This strong, handsome fish has a violet sparkle along its tail and a metallic greenish-blue that fades to silver on its flanks. Shad are hardy swimmers. Born in fresh water rivers, they make their way out to sea, where they mature, reaching weights up to eight pounds and lengths up to nearly 30 inches.
In spring, when the water begins to warm, shad by the thousands make a mad dash to their river spawning grounds.
A hundred years ago, shad was as economically important to the Mid-Atlantic as salmon was to the Pacific Northwest. But by the mid-20th Century, the Delaware was so polluted that celebrating the annual migration would have been unthinkable.
Thanks to the tireless commitment of various environmental groups, the numbers of fish furiously swimming upstream have gone from a few dozen to nearly a million. Definitely cause for celebration!
Shad, a member of the herring family, is tasty. Its Latin name, alosa sapidissima, roughly translates to “most delicious.” Being boney, shad is often eaten with the fingers. Unless it has already been filleted, I think navigating with a knife and fork is a bit less messy.
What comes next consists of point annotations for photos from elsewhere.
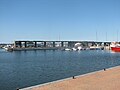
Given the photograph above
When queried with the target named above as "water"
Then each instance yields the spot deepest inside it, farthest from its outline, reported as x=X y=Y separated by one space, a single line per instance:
x=21 y=69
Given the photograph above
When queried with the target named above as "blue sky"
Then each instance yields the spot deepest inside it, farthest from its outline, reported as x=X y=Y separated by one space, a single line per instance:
x=67 y=19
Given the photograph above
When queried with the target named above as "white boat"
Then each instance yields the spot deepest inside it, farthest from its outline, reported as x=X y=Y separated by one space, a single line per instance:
x=79 y=48
x=74 y=49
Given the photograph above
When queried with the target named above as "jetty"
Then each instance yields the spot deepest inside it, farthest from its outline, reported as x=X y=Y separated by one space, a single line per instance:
x=106 y=79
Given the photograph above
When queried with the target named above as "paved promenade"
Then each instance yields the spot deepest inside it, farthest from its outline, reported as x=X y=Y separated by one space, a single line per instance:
x=100 y=80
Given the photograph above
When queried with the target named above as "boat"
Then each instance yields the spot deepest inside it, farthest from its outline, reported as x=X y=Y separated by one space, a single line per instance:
x=67 y=49
x=115 y=47
x=8 y=48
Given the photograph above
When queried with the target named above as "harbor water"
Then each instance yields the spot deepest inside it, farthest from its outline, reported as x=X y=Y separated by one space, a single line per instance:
x=20 y=69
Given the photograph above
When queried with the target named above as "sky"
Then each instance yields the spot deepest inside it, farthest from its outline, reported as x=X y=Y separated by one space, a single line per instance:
x=83 y=20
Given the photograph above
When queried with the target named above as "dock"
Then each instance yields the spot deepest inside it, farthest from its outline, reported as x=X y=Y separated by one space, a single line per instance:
x=106 y=79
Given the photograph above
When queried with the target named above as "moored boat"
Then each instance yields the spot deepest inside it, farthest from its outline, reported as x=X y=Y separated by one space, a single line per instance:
x=115 y=47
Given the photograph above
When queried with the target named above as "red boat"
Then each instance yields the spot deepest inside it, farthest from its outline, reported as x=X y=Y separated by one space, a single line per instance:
x=115 y=47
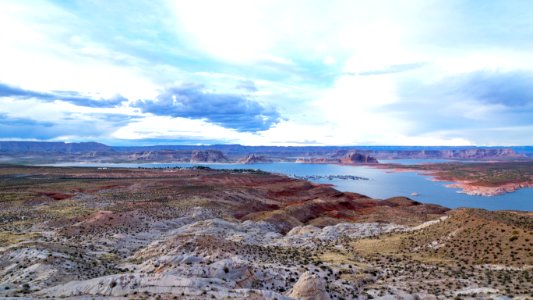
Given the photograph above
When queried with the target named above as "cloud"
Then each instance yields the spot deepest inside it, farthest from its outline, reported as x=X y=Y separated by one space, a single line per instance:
x=390 y=69
x=195 y=102
x=67 y=96
x=247 y=85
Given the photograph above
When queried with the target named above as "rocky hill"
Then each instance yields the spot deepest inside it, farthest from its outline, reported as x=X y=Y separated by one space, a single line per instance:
x=199 y=233
x=254 y=159
x=341 y=157
x=32 y=152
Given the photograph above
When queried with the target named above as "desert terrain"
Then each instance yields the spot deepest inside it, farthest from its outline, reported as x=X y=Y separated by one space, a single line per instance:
x=238 y=234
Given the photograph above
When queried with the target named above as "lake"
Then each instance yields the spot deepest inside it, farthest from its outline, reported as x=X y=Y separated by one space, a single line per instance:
x=381 y=184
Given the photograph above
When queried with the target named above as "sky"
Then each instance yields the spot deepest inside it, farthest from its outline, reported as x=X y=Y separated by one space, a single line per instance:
x=254 y=72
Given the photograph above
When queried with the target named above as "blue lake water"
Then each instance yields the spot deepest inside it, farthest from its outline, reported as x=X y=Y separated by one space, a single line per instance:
x=382 y=183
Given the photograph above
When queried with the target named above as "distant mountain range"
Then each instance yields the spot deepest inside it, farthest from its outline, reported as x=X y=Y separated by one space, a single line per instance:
x=41 y=152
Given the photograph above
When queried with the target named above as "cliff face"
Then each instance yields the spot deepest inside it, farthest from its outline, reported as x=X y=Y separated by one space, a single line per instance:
x=254 y=159
x=208 y=156
x=353 y=157
x=178 y=156
x=341 y=157
x=474 y=153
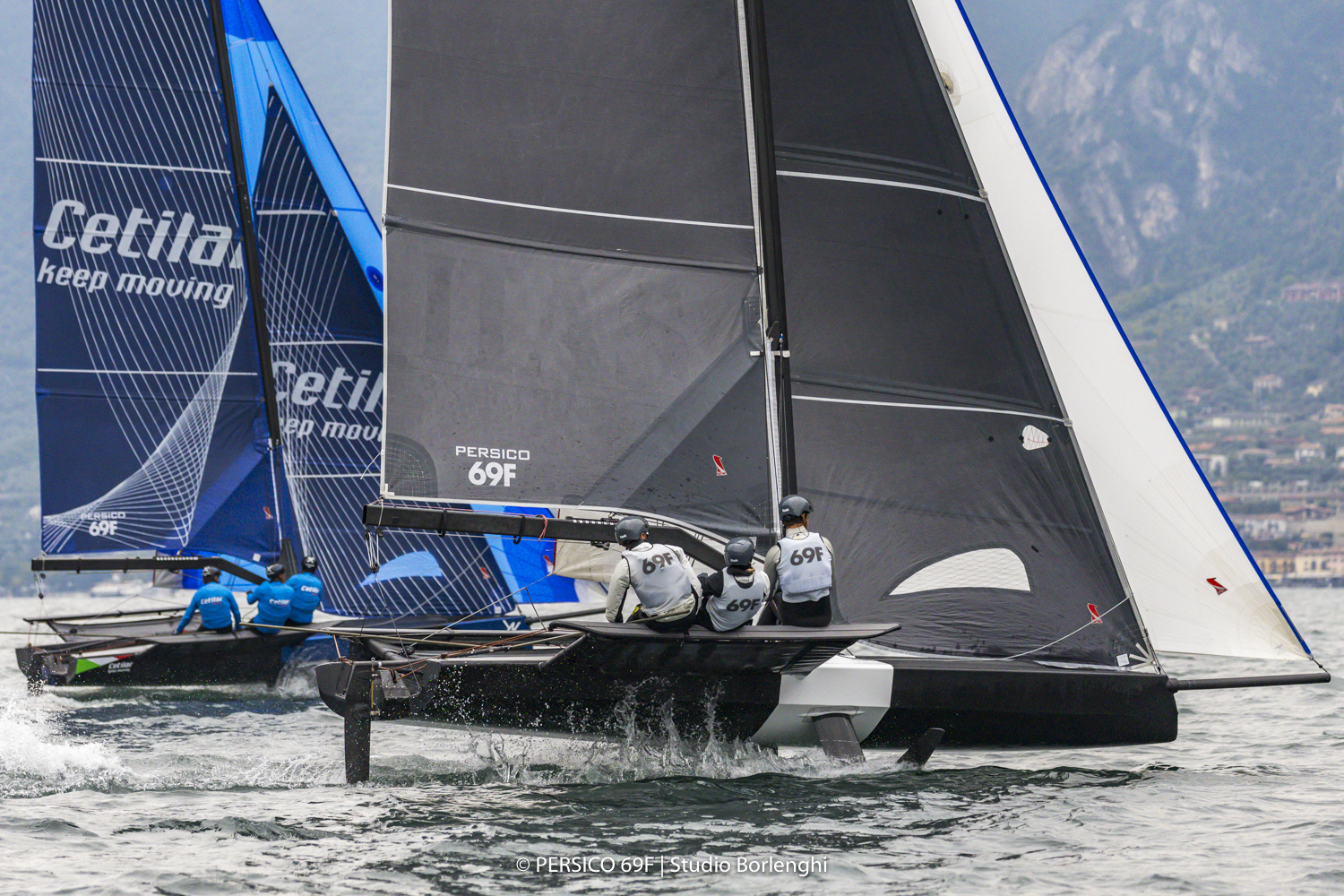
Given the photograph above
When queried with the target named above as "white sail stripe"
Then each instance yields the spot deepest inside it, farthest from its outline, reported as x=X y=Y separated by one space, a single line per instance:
x=572 y=211
x=332 y=476
x=900 y=185
x=930 y=408
x=327 y=341
x=77 y=370
x=126 y=164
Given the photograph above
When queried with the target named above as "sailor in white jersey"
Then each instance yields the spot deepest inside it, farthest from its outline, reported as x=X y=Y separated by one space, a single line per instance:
x=801 y=571
x=660 y=575
x=737 y=592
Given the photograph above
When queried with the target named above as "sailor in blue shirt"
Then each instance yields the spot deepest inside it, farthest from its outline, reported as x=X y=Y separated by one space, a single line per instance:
x=271 y=599
x=217 y=605
x=308 y=592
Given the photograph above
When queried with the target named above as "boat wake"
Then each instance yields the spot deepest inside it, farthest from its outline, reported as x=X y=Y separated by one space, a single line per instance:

A cooked shad fillet is white and flaky, but its oily consistency draws comparisons to another regional stalwart: bluefish. Local chefs work the filets into salads, spreads and casseroles.
The greatest prize is the female fish’s roe, which comes in long, burstingly plump, membranous sacs. Some consider shad roe an acquired taste, likening it to chicken liver. It isn’t nearly that gamy. In fact, the roe has a huge fan club. It’s often wrapped with bacon and sautéed, a memorable treat.
In Lambertville, at this year’s 31st annual Shad Festival, “There will be shad wraps, shad chowder and grilled shad,” says festival coordinator Ellen Pineno, “But if you are not a fish lover, the food court has everything from hamburgers to fried calamari.”
She also recommends visiting the demonstrations of both colonial and Lenape Indian preparations of the fish. For a complete list of participating vendors, artists, entertainers, restaurants and more, see lambertville.org.
The festival takes place Saturday and Sunday April 28th and 29th, from 12:30 to 5:30 PM. Weather and river conditions permitting, there will be steamboat rides. Other festivities include live music, arts, crafts, games, an historic walking tour, and of course, much eating of the coveted fish, available only once a year.
SUZANNE ZIMMER LOWERY is a food writer, pastry chef and culinary instructor at a number of New Jersey cooking schools. Find out more about her at suzannelowery.com.
EDITOR’S NOTE: John McPhee, Princeton’s unsurpassed chronicler of the natural, artisanal, sporting and scientific/industrial worlds, happens to be an avid shad fisherman. He wrote an entire book about shad, called The Founding Fish. Like all of McPhee, it is fact-filled, fascinating, surprising and hard to put down. Goes well with bacon-wrapped shad roe.